I hope the majority of people in Scotland do vote and say No. By saying No you are just saying Yes to a brighter more prosperous future with the support of the entire United Kingdom.  Don’t stay undecided because to be undecided should mean that you are unconvinced that change is necessary. The SNP and Alex Salmond are taking a short-term, somewhat jingoistic view of the current situation. So many hollow promises, so much guffawing and grinning. Is it really the passion of a well thought out campaign? Until every question is answered, the workings for every promise shown clearly, I would not fall for all this pomp and hot air.

The people of Scotland are being asked to make a choice largely based on ‘hope’ and emotion. Whatever Scotland chooses, I pray they prosper but the numbers don’t add up and the SNP surely can’t fill anyone with any confidence can they? With a ‘No’ vote I’m certain will come greater powers of self-determination and I hope an understanding of the value and obvious benefits of our Union.

I feel very bad for those proud Scots who currently reside outside of Scotland, that they have had their choice taken from them. Any nation is only stronger when its people spread their wings, share ideas, learn from different cultures and embrace the opportunities we have throughout Britain and further afield. Of course within Scotland are many incomers who in their own way bring vital investment and jobs to Scotland. To deny the former Scots the right to vote on their country, their home is very unfair.

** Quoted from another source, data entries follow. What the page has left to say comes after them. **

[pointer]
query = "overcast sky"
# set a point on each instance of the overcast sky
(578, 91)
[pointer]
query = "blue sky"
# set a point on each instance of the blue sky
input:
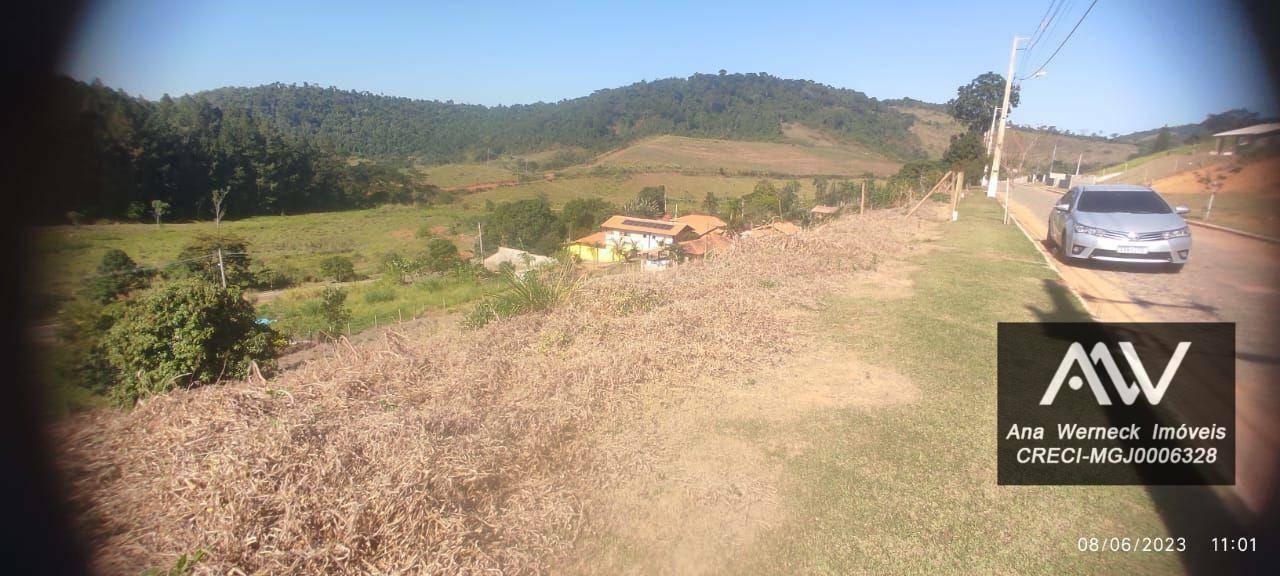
(1132, 64)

Driving through the heart of Harris and trying very hard not to stop every 30 seconds.

I can do no more than keep my fingers crossed that Britain will still remain the same after the votes are counted. That the Union will not be damaged and that we can continue forward on this path to recovery and a brighter future. I can’t imagine a different future because it is all I have ever known and love.

We are Better Together. Please vote NO.